Saturday, November 19, 2016

Civil War Too

Imagine life in 1930. In America, reeling from the impact of the 1929 stock market crash, a citizen would look backward to get some bearings. Stopping to think of major historical conflicts, you had "The Great War" of 1914-1918 and the "Civil War" of 1861-1865. Such names. War is not great. It's horrible. But it was "great" in the sense of "incredibly massive". One nickname was "The War to End All Wars". Makes sense. Following such massive casualties, all of humanity lost in a big way. Especially the tens of millions who died, a statistic beyond comprehension. Surely the world would not be so foolish again. Surely the world would find a way to avoid even the possibility of large scale war.

The "Civil War" in America was anything but civil. "Civil" usually refers to the opposite of warlike, but the name has stuck so far. The names of wars change for different reasons. So "The Great War" gave way to another great war. Somehow "Another Great War" or "New Great War" are not a great names, so we have "World War I" and "World War II".

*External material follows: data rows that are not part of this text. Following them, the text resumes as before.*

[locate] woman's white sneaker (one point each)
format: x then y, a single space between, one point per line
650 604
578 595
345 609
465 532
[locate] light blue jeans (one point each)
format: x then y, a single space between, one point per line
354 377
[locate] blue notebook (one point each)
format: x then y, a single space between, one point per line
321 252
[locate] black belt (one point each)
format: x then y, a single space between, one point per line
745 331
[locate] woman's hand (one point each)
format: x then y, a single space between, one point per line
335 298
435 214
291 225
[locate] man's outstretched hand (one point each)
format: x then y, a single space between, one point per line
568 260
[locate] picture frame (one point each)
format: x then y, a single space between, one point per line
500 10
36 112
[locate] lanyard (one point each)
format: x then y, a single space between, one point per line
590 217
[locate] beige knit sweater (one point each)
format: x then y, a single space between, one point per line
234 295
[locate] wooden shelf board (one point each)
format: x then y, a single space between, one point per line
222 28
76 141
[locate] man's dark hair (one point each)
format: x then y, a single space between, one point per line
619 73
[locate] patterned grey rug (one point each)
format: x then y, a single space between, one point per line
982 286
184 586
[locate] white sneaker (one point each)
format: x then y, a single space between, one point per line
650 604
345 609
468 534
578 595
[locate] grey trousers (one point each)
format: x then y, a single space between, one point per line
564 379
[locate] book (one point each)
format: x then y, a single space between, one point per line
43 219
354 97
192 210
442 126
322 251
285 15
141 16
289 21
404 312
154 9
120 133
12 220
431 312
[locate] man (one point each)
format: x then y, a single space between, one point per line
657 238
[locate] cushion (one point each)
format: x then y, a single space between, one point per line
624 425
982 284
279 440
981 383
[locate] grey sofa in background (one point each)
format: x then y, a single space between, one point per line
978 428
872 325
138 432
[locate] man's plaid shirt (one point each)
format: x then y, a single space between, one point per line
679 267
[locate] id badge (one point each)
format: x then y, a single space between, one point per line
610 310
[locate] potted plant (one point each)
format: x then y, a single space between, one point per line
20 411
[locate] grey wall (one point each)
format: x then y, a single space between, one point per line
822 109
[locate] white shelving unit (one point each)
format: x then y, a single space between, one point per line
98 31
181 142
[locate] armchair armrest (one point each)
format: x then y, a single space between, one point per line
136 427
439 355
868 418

The "Civil War", despite its staying power, may not last. Usually, when angry people win elections, the anger subsides, but we are seeing anger increase in some segments of the population with not so random violence -- attacks on people who "look different" or are "different" in some way. In response, I suggest we come together as a people now and name the next war before it begins in earnest.  No, not "Civil War II" or "Civil War Too". Let's go with the "Incivil War". That term captures the incivility of a segment of the population whose candidate won, but still feels so angry because, well, just because.